Equally important to finding an appropriate model to depict growth patterns is understanding the risk factors that contribute to adverse growth. The growth model is essential for designing an intervention trial or increase public health awareness surrounding potential benefits and adverse effects of various environmental exposures and growth patterns. Furthermore, having interpretable estimates for growth characteristics, such as peak height velocity, can ameliorate confounding in epidemiologic studies.(simpkin2017modelling)

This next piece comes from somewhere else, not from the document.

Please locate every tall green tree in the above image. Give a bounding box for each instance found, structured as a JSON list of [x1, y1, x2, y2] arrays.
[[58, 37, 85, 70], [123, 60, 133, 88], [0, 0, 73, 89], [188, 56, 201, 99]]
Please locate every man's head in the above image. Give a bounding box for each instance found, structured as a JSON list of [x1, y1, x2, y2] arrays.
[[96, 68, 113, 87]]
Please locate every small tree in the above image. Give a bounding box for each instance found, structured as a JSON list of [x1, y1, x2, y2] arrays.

. Other examples, which have motivated statistical developments ranging from hierarchical linear models to multivariate analysis methods, include psychological change over time(hertzog2003assessing), cardiovascular study (llabre2004applying), associations between adolescent moderate-vigorous physical activity and depressive symptoms in young adulthood (brunet2013association), associations among timing of sexual victimization and timing of drinking behavior(griffin2013recent), examine longitudinal associations among cognition, function, and depression in Alzheimer’s Disease patients (zahodne2013coupled), describing change in personality trait (jackson2012can)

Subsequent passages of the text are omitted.